Bij de advisering over het beleid rond vaccineren spelen in Nederland verschillende partijen een rol. Om te zorgen dat op het juiste moment de relevante onderwerpen worden aangepakt, startte enkele jaren terug het prioriteringsoverleg. De Gezondheidsraad inventariseert daarin samen met het Rijksinstituut voor Volksgezondheid en Milieu (RIVM), Zorginstituut Nederland (ZiN) en het College ter Beoordeling van Geneesmiddelen (CBG) wat de nieuwe adviesonderwerpen zouden moeten zijn om te komen tot een gezamenlijk advies over de werkagenda aan het ministerie van VWS. De partijen weten elkaar beter te vinden en daarmee wordt het proces efficiënter én transparanter. We spreken hierover met Hans van Vliet, manager Rijksvaccinatieprogramma (RVP) van het RIVM.

Waar kwam de behoefte aan meer onderlinge afstemming vandaan?
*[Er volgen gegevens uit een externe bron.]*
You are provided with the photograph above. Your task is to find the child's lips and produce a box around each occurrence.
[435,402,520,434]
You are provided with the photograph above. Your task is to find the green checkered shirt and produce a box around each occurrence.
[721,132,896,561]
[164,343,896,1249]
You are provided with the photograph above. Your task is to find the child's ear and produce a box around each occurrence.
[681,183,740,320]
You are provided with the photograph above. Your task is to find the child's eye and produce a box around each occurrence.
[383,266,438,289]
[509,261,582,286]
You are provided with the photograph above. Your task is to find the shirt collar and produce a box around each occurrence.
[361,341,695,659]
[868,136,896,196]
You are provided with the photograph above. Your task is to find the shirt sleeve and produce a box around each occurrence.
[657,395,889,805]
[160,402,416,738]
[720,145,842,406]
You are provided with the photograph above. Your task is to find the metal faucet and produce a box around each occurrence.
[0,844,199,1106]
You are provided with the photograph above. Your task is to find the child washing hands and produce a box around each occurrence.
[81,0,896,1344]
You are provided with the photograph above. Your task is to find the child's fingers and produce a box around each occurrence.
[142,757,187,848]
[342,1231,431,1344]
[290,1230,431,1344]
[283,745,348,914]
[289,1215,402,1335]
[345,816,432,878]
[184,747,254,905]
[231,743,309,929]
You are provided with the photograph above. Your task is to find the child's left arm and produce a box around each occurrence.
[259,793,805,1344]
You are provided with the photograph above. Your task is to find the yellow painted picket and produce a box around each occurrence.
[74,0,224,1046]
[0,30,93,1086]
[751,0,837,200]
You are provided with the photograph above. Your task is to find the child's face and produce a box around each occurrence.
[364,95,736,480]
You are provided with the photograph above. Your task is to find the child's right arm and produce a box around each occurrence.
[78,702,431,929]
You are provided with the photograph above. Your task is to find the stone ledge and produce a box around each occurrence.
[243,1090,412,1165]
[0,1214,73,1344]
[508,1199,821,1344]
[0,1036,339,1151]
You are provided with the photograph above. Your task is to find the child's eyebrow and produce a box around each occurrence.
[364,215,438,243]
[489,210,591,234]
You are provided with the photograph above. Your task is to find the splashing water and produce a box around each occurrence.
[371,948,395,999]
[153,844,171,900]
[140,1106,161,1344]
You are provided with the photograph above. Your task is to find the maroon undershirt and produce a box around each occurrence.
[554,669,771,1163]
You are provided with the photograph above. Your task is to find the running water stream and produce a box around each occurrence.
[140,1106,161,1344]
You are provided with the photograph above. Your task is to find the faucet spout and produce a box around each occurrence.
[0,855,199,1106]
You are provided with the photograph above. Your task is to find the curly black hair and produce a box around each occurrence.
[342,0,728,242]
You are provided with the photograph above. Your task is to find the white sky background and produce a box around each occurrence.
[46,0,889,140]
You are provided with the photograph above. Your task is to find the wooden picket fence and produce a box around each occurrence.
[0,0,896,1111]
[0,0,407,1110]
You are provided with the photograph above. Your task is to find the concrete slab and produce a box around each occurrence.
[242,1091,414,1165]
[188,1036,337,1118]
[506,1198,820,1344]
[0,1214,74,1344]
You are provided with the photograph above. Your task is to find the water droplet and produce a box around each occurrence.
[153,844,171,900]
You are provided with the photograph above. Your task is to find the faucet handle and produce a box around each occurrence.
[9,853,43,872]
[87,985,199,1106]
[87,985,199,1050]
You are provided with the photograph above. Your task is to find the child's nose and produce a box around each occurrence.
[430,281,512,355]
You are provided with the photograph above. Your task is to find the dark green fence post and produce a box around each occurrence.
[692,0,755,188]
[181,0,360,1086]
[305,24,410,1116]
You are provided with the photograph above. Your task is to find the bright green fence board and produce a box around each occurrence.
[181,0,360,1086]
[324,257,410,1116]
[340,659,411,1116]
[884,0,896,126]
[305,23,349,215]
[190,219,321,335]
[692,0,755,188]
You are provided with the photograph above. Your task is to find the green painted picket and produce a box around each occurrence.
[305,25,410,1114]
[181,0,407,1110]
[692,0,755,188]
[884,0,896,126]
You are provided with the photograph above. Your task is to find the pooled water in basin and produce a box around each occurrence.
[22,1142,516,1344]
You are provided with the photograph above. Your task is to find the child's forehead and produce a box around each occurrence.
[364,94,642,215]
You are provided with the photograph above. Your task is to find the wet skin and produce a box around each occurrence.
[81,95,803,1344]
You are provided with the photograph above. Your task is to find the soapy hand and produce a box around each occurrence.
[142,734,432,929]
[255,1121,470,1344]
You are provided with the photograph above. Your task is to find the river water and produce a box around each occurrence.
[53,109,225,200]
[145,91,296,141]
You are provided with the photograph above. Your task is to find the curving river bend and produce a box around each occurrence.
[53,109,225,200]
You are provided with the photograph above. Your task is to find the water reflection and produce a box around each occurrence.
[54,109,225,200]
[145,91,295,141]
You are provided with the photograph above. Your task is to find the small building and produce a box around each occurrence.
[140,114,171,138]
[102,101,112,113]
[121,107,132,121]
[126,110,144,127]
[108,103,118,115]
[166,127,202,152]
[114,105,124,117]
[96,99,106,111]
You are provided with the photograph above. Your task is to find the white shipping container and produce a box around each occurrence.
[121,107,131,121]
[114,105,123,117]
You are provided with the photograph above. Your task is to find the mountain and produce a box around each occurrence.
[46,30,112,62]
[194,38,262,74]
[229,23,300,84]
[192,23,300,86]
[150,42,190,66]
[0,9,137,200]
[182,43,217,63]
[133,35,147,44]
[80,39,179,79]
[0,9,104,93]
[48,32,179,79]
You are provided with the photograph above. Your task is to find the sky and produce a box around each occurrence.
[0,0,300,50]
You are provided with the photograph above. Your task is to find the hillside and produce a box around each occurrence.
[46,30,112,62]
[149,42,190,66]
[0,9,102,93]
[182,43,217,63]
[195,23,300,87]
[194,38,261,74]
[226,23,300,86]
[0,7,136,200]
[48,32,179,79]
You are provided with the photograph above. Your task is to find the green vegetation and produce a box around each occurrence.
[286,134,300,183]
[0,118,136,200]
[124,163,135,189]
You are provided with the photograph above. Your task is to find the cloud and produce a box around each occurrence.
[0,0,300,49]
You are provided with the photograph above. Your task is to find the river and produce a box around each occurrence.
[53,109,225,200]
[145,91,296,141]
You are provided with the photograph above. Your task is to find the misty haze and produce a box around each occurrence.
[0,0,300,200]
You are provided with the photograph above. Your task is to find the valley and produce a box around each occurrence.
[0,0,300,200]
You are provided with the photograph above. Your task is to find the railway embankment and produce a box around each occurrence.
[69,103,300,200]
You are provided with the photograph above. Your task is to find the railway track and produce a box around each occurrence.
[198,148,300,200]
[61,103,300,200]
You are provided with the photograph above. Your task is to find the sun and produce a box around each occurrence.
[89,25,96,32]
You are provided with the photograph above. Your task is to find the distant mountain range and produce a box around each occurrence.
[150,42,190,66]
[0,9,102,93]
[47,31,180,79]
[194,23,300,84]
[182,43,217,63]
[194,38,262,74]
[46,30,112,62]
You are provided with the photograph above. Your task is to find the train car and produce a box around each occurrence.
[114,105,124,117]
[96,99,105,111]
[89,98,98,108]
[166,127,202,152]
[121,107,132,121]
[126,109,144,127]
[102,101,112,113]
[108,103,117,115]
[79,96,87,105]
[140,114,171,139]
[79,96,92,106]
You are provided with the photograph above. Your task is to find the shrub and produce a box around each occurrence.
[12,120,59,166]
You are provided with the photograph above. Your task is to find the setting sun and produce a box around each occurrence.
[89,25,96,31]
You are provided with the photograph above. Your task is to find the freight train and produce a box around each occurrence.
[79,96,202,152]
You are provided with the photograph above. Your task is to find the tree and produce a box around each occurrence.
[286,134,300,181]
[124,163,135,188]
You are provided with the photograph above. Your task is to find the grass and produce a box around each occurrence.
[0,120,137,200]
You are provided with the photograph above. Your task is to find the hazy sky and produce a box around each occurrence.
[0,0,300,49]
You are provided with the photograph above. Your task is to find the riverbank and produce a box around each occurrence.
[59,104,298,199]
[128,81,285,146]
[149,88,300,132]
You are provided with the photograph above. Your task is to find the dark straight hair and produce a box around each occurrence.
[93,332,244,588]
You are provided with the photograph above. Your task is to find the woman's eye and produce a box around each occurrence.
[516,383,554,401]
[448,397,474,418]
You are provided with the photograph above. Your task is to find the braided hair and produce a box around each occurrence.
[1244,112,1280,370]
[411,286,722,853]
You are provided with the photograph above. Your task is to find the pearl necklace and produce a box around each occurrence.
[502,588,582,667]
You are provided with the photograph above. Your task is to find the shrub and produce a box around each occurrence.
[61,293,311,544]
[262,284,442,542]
“In de loop der tijd bleek dat veel vaccins die niet in het RVP zijn opgenomen weinig aandacht kregen. Er is toen gepleit voor het ontwikkelen van één beoordelingskader voor zowel vaccinaties binnen het programma als daarbuiten. Die behoefte werd concreet in het advies Het individuele, collectieve en publieke belang van vaccinatie dat de Gezondheidsraad in 2013 publiceerde. In dat advies werd een driedeling gemaakt: vaccins die actief in een publiek programma zoals het RVP worden aangeboden, vaccins die niet via het RVP of een vergelijkbaar programma worden aangeboden maar wel als essentiële zorg worden gezien en door de verzekering worden vergoed en tot slot vaccins die mensen zelf moeten financieren, zoals bijvoorbeeld reizigersvaccins. Vanuit die gedachte was het zinvol dat Zorginstituut Nederland en de Gezondheidsraad elkaar meer zouden opzoeken om gezamenlijk tot één beoordelingskader te komen en daarmee tot eenduidige adviezen over waar vaccins gepositioneerd moeten worden. Het RIVM kreeg vervolgens de opdracht om daar publieksinformatie over te verstrekken.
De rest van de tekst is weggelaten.